CAA: Christian Anime Alliance

A 65-kg petty thief wants to escape from a third-story jail window. Unfortunately, a makeshift rope made of sheets tied together can support a mass of only 57 kg. How might the thief use this "rope" to escape? Give a quantitative answer.

Okay, I'm COMPLETELY lost on this one. I have the following theories:

1. Eat less and work out until he loses 8 kg.
2. Use the rope to strangle the guards.
3. Trade the rope to a lighter thief for a stronger one that he can use.

Unfortunately, none of these have a quantitative answer. I'm THINKING this has something to do with force, since that's the chapter this problem is in, but I'm lost on how to go about this. Any help?

It's a bit of a vague question, because it doesn't tell you how much material you have to work with, or what some of the necessary dimesions are. However, if the thief had two equivalent ropes, he could anchor them to two separate points on the wall/window or whatever.
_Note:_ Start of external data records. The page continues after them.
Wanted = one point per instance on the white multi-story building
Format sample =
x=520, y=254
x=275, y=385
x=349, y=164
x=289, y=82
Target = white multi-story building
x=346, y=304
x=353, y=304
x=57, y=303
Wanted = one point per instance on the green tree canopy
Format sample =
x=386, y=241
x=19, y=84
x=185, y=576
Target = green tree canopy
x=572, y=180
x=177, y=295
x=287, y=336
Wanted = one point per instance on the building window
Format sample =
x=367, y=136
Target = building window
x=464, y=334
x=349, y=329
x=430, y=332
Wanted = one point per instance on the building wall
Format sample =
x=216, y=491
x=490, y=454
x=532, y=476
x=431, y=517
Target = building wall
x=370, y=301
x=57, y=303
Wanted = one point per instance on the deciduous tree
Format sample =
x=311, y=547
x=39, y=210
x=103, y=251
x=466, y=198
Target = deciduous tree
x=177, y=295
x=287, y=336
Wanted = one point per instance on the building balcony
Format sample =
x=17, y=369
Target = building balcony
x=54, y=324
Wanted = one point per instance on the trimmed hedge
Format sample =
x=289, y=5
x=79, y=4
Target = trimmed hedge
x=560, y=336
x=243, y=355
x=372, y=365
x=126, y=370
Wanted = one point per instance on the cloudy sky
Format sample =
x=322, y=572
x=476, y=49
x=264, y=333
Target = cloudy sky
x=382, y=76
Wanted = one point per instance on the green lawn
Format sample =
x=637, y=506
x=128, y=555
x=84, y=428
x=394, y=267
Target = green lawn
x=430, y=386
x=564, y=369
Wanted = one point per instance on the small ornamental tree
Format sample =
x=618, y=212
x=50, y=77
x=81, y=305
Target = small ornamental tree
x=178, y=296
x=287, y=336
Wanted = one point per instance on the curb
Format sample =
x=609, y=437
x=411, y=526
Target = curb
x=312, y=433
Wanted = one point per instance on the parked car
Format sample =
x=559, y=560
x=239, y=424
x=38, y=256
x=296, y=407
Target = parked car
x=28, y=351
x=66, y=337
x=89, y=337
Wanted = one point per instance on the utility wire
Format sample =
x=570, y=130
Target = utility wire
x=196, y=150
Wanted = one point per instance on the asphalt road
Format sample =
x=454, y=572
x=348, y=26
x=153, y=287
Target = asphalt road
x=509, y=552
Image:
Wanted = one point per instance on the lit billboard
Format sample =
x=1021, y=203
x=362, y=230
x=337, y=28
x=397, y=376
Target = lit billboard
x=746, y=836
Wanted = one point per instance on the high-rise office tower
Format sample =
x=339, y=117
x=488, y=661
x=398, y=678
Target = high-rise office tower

Given a 65 kg weight, you will need to find the necessary angle between the ropes so that no one rope supports more than 57 kg (you should really be working in Newtons here not kg!). In other words imagine a 'V' shape, where the two ends are anchored and the thief is at the bottom of the 'V'.

Slide down the rope, but don't stop. The thief can supply 57 kg x 9.8 m/ss or about 559 N of "braking" force to counteract his weight of 65 x 9.8 = 637 N. The result is a net 78 N of force or 1.2 m/ss on his 65 kg body. I suspect that his velocity when he hits the groung will be acceptable.

Or, teleport the whole prison to the moon, where he weighs less, but the rope has the same breaking strength. Or, double up the rope (use two lengths, but that is a lot of sheets).